La encontró sentada en su butaca favorita, en el salón, con el único aperitivo que se permitía a pesar de que el médico se lo hubiera prohibido. Al ver sus ojos azules apagados y su nariz aristocrática, Sarah sintió una punzada de emoción muy fuerte y tuvo que tragar saliva antes de poder responder.

—Sí, soy yo.

—Has venido muy pronto.

—Sí, abuela.

Debería haber sabido que Charlotte percibiría el más ligero de los matices de su tono de voz.

—Pareces disgustada —le dijo, frunciendo un poco el ceño—. ¿Ha ocurrido algo en el trabajo?

—Nada fuera de lo corriente —respondió Sarah, con una sonrisa forzada, y fue a servirse una copa de vino blanco—. Alexis se puso hecha una furia por la maqueta del artículo sobre las estaciones de esquí. Tuve que rehacerlo por completo.

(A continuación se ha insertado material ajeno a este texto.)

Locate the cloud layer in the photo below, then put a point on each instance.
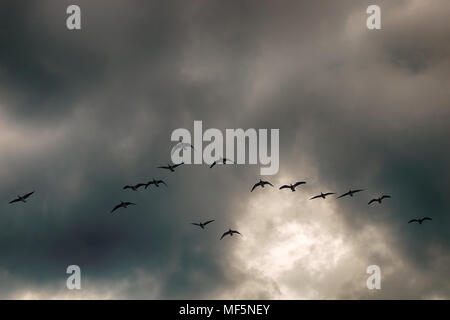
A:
(84, 113)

La duquesa emitió un sonido desdeñoso.

—No sé cómo puedes trabajar para esa mujer.

—Es la única que me contrató.

—No te contrató a ti. Contrató tu título.

Sarah se estremeció, porque sabía que era cierto, y su abuela matizó inmediatamente el comentario.

—Tuvo suerte de que el título fuera acompañado por un ojo infalible para la forma, el color y las dimensiones espaciales —dijo.

—La que tuve suerte fui yo —replicó Sarah, riéndose—. No todo el mundo puede negociar con una licenciatura en arte renacentista para conseguir un trabajo en una de las revistas de moda más importantes del país.

—Ni ascender de ayudante a editora senior en solo tres años —repuso Charlotte. Después, su expresión se suavizó—. ¿Te he dicho ya lo orgullosa que estoy de ti?

—Solo un millón de veces, abuela.

Pasaron otra media hora juntas antes de que Charlotte decidiera que iba a descansar un poco antes de la cena. Cuando su abuela se marchó, apoyándose en el bastón, Sarah preparó una ensalada y añadió un poco más de caldo al pollo que María había dejado asándose. Después, se lavó las manos y se sentó ante el ordenador para investigar un poco más sobre Devon Hunter, el hombre con el que iba a tener que enfrentarse al día siguiente.